俺は愛菜之に弱みを見せたくないから、こんな話はしないと思うが……。

「……忘れちゃってるよね。でも、晴我くんが私に教えてくれたんだよ」

その言葉や瞳に嘘をついている様子はない。きっと本当のことなんだろう。けれど、いつ俺は愛菜之に話したのだろうか。

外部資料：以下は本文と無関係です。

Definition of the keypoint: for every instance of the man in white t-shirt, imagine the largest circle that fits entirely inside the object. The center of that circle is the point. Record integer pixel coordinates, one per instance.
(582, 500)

「大人だって人に甘えるの、頼るんだよ。それに今、大人になんてならなくていいんだよ」

愛菜之の口調も声色も、どこまでも優しいもので。心はほどけていく。

「大人にならないといけない時がきっと来る。だから、それまでは、今は精一杯子供でいよう」

笑顔を称えて、彼女は俺に話す。

「子供だから、わがまま言って。大人を困らせて。そんなのでいいんだよ。子供だから、自分の欲を優先させていいんだよ」

唇を重ねてくる。まるでお手本のように。

「ね? 私はキスしたいからキスした。こんな感じでいいんだよ」

簡単でしょ? と笑ってからもう一度キスをする。

「もっと正直になろ。好きなこと、しよ?」

好きなことを、わがままを言っても許されるなら、俺は。

「母さんと、話をしたい」

どうしてなんだよって、頑張ってるんだよって、言って。言ってやって、あとは知らない。

困ろうが、怒ろうが、そんなの知らない。

「それで、それで」

少し言い淀んでしまったけど、愛菜之はただ微笑を浮かべて待ってくれている。それが心地いい。

「愛菜之と一緒に寝たい」


「うん。そうしよっか」


「愛菜之とずっと二人でいたい」


「私も一緒にいたいな」


「俺以外を見ないでほしい」


「晴我くん以外見たことなんてないよ」


「ずっと、ずっと一緒にいてくれ」


「ずっと、ずーっと一緒にいるよ」


「不安なんだ」


「不安もなくなるまで、なくなっても隣にいるよ」


「愛してる」


「私も愛してる」


言葉の応酬は、確認作業。

確認して、愛を認識して、ようやく不安は溶けて。

「愛菜之」

「なぁに?」

「背中、流してほしい」

わがままを言って、頼って、甘えて。

それでも彼女は嫌がらない。嫌がるどころか、花が咲くような笑顔で。

「うん」

ただ、そう言って頷いてくれた。